Russian President Vladimir Putin has said that his summit with his U.S. counterpart last month was "useful," adding that the sides were not hoping to remove all differences in the two-hour talks.
"An exchange of opinions and a direct conversation is always very useful," Putin said on August 22, a day before a planned meeting in Geneva between his Security Council Secretary Nikolai Patrushev and U.S. national-security adviser John Bolton.
Relations between Moscow and Washington have deteriorated to a post-Cold War low over issues including Russia's seizure of Crimea in 2014, its role in wars in Syria and eastern Ukraine, and its meddling into the 2016 U.S. presidential election.
U.S. President Donald Trump has spoken often of improving ties with the Kremlin, but even his July face-to-face meeting with Putin in Helsinki has failed to turn relations around.
Washington on August 21 warned it was ready to tighten the economic screws further on Moscow if it does not "demonstrably and significantly change" its ways.
"Though Russia's malign activities continue, we believe its adventurism undoubtedly has been checked by the knowledge that we can bring much more economic pain to bear using our powerful range of authorities," Acting Deputy Treasury Secretary Sigal Mandelker told a Senate committee.
But speaking at a news conference with Finnish President Sauli Niinisto in the Black Sea resort of Sochi, Putin said on August 22 that U.S. sanctions against Russia were "counterproductive and senseless."
"I hope that one day our American partners will realize that this policy [of sanctions] has no prospects, and we will start to cooperate as normal," the Russian leader added.
Putin also defended the Nord Stream-2 gas pipeline project to carry Russian gas under the Baltic to Germany, saying that Russia is the most suitable supplier of energy for Europe.
Washington has threatened to impose sanctions over the project, which it maintains will increase European dependence on Russian energy.
Putin also suggested that NATO military equipment and personnel deployed in Eastern Europe posed a threat to Russia, saying, "We have to keep an eye on what is going on there and to strengthen our infrastructures.”
"We must respond to the emergence of components of the U.S. missile defense systems near our borders," he added.
In reply to Putin’s comments, NATO spokeswoman Oana Lungescu said the alliance’s actions in the region were "defensive" and "proportionate."
The 4,000 troops deployed by NATO to its eastern flank to "deter any possible aggression" cannot compare to the forces deployed by Russia in Ukraine, Georgia, and Moldova "against the wishes of their governments," Lungescu also said.

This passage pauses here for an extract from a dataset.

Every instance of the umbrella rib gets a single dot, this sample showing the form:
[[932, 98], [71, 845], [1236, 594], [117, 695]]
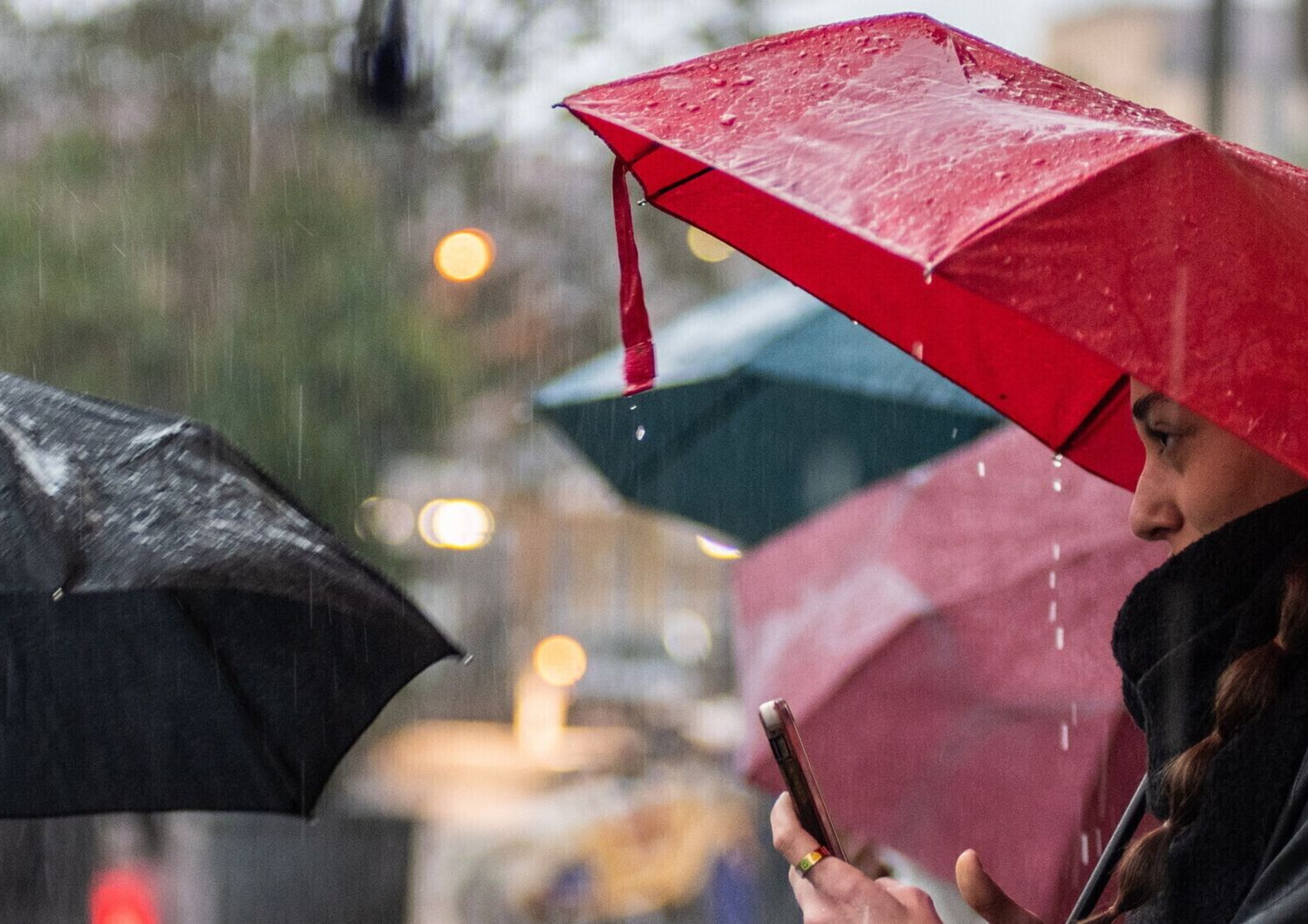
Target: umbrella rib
[[717, 413], [651, 196], [1095, 413], [282, 769]]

Putin also accused NATO of refusing to discuss with Russia rules for military flights, but Lungescu denied this, saying that the alliance had discussed air safety in the region at the NATO-Russia Council.

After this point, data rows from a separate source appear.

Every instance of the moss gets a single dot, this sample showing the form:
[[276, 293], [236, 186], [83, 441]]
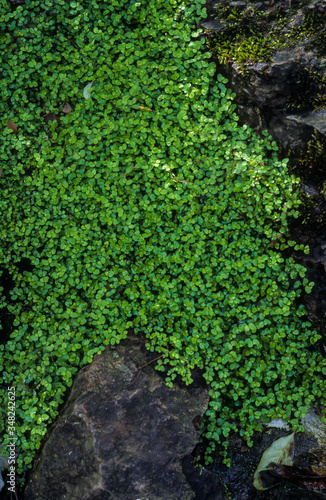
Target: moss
[[252, 35]]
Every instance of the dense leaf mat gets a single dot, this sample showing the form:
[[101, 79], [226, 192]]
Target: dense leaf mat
[[132, 199]]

Earlier on August 22, Putin met with his Security Council in Sochi to discuss Moscow’s relations with Washington ahead of Patrushev's planned meeting with Bolton on August 23 -- the first official follow-up to the Helsinki summit.
Kremlin spokesman Dmitry Peskov said the two will discuss "a lot of issues and they are sensitive."
The Kremlin spokesman said bilateral relations between Washington and Moscow "continue to degrade, so there is a need to search for common ground, trying to understand if it is possible at all and if the other party is willing at all."
Patrushev said late on August 22 that he planned to bring Bolton a set of proposals on cooperation between Russia and the United States, and expressed optimism about the reaction from the U.S. side.
Themes like "strategic stability, regional security," the situations in Syria and Ukraine, as well as bilateral ties are expected to be discussed at the meeting, Patrushev told the TASS news agency.